REGEXP_COUNT: Counting the Number of Matches to a Pattern in a String
REGEXP_COUNT returns the integer count of matches to a specified regular expression pattern within a source string.
Count the Number of Matches to a Pattern in a String
REGEXP_COUNT(string, pattern)
where:
Alphanumeric
Is the input string to be searched.
Alphanumeric
Is a regular expression, enclosed in single quotation marks, constructed using literals and meta-characters.

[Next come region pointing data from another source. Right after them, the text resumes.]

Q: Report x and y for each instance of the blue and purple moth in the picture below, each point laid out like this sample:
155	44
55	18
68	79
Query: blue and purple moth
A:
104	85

The following meta-characters are supported
- . represents any single character
- * represents zero or more occurrences
- + represents one or more occurrences
- ? represents zero or one occurrence
- ^ represents beginning of line
- $ represents the end of the line
- [] represents any one character in the set listed within the brackets
- [^] represents any one character not in the set listed within the brackets
- | represents the Or operator
- \ is the Escape Special Character
- () contains a character sequence
Counting the Number of Matches to a Pattern in a String
The following examples useexample uses the following Regular Expression symbols.
- $, which searches for a specified expression that occurs at the end of a string.
- ^, which searches for a specified expression that occurs at the beginning of a string.
- \s*, which matches any number of whitespace characters, such as blank characters.
- [T,t], which matches the characters 'T' and 't'.
REGEXP_COUNT counts the number of occurrences of the characters 'umpty' that occur at the end of the string 'Humpty Dumpty'.
REGEXP_COUNT('Humpty Dumpty', 'umpty$')
The result is 1.
REGEXP_COUNT counts the number of occurrences of the characters 'umpty' that occur at the beginning of the string 'Humpty Dumpty'.
REGEXP_COUNT('Humpty Dumpty', '^umpty')
The result is 0.
In the following request, REG1 is the number of occurrences of the expression 'iscotti', with any number of following whitespace characters, that occur the end of the PRODUCT field. REG2 is the number of occurrences of the characters 'T' and 't' in the PRODUCT field.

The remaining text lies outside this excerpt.